Quelle est l'importance du transport aérien dans le Nord et pour le développement économique du Nord? Je dirais que c'est disproportionné en comparaison d'autres régions. Le développement du Nord, avec les ressources que nous avons, est important pour l'ensemble du pays. Il y a moins de 100 000 habitants, et les coûts sont supérieurs à ceux du Sud, mais il nous faut peut-être affecter un plus fort pourcentage des ressources pour bien faire les choses et créer l'infrastructure nécessaire pour l'avenir.

Le sénateur Zimmer : Il faut que je fasse bientôt l'expérience de voler dans un de vos aéronefs, ne serait-ce que pour les repas chauds.

Mme Medve : J'espère que vous le ferez.

Le sénateur Martin : Je veux d'abord vous remercier de votre exposé. Mon collègue a trouvé le bon terme, vous êtes courageuse. Selon moi, compte tenu des défis que vous décrivez, ce que fait votre société est fort courageux. Qui pourrait mieux servir les habitants du Nord qu'une société qui appartient à ses habitants et qui connaît bien la collectivité? Je sympathise avec vous et je vous appuie.
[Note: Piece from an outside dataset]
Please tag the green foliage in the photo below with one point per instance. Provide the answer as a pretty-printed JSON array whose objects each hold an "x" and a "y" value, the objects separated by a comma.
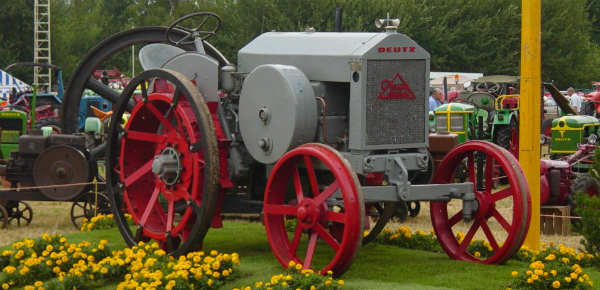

Mes collègues ont posé bon nombre des questions que j'avais l'intention de vous adresser. J'en ai une autre, dans la foulée de ce que le sénateur Zimmer vous a demandé au sujet de la croissance et du développement futurs.

Vous parlez de développement du Nord, et je suis certaine qu'il y a de nombreux intervenants dans ce dossier. Il y a le gouvernement territorial, les provinces, les municipalités et certains autres intervenants clés. Vous êtes une société privée. Pour définir une vision commune du Nord, est-ce qu'il y a eu des réunions pour tenir cette conversation, pour parler du développement du Nord et des transports, de l'industrie aérienne qui constitue un des piliers du développement?

Mme Medve : Il y a eu et il y a encore diverses tribunes pour tenir ces discussions. Vous avez CanNor, qui essaie de promouvoir le Nord. Vous avez toutes les politiques et tous les programmes d'AADNC. Le Nord suscite beaucoup d'intérêt, de nombreux efforts y sont déployés.

Parfois, il semble y avoir trop d'éléments disparates pour que l'on puisse progresser de façon cohérente. Nous ne pouvons parler du Nord sans parler de transport aérien, c'est essentiel. Toutefois, dès que vous parlez de transport aérien, vous avez des gens qui veulent aussi parler de routes, de ponts, de ports, de voies ferrées, de tous les autres modes de transport qui existent.

Nous sommes seulement un intervenant parmi tant d'autres. Je ne crois pas que ce soit faute de bien comprendre l'importance du transport aérien. Je crois que c'est plutôt une question d'établissement de priorités. Je crois qu'il est important que le transport aérien ait l'infrastructure nécessaire dans le Nord. Quelqu'un d'autre viendra après moi et vous dira qu'il faut aussi avoir des routes, des ports et des chemins de fer, sinon nous serons toujours tributaires du transport aérien, et ce n'est pas faux.

Je ne crois pas que ce soit faute de dialogue. Les problèmes sont simplement énormes. Le territoire est immense, la population est modeste, les coûts sont élevés. Comment faire? Il n'y a pas de solution miracle, pas de réponse unique. Je suis ici pour parler d'un secteur. Si nous nous concentrons sur une chose, cela pourrait être un bon objectif pour tous.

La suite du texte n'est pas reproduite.